How to Invoice as a CPA / Accountant in Texas

How to invoice as a cpa / accountant in Texas: TX sales tax 6.25% (services usually exempt), late fees capped at 1.5%/mo under Tex. Bus. & Com. Code §2.207; Tex. Fin. Code §302.002. Step-by-step guide with a free template.

State sales tax
6.25%
Late fee cap
1.5%/mo
Net terms
30 days
Deposit
50%

1. Texas-specific invoice requirements

  • Sales tax line: 6.25% state rate. Most services rendered in Texas are exempt from sales tax — but materials, parts, and tangible goods are not. Most labor exempt; tangible goods and certain services taxable. Combined max 8.25%.
  • Late-fee cap: Texas statute Tex. Bus. & Com. Code §2.207; Tex. Fin. Code §302.002 caps interest on unpaid invoices at 1.5% per month. Spell out the rate in writing on every invoice and in your contract — courts won't enforce undisclosed fees.
  • Right-to-cancel notice: Customers in Texas get 72-hour cancellation rights on certain home-services contracts. Disclose this in your terms.
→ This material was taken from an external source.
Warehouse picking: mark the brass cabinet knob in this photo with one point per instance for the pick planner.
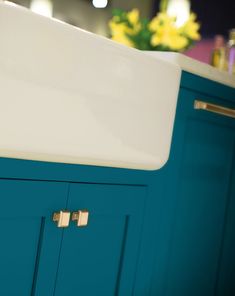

2. CPA / Accountant line items + standard terms

Every cpa / accountant invoice in Texas should itemize work clearly. Standard cpa / accountants use Net 30 terms with a 50% deposit required upfront.

  • Tax return — individual — billed by flat.
  • Tax return — business — billed by flat.
  • Bookkeeping monthly — billed by flat.
  • Hourly advisory — billed by hour (~$235 default).

3. CPA / Accountant licensing in Texas

CPA license required for attest services and the CPA designation. EAs licensed federally to represent before IRS.

4. Send and follow up

Send the invoice the same day work completes. Use software that records open events and offers a one-click online payment so you don't need to chase a check by mail. Texas customers expect digital payment options today — accepting card and ACH typically reduces days-to-paid by 30–50%.

Average invoice
$1,850
State
TX
Net terms
30 days
Deposit
50%

Texas metro guides

Metro-specific guides include the combined sales-tax rate and local pricing benchmarks.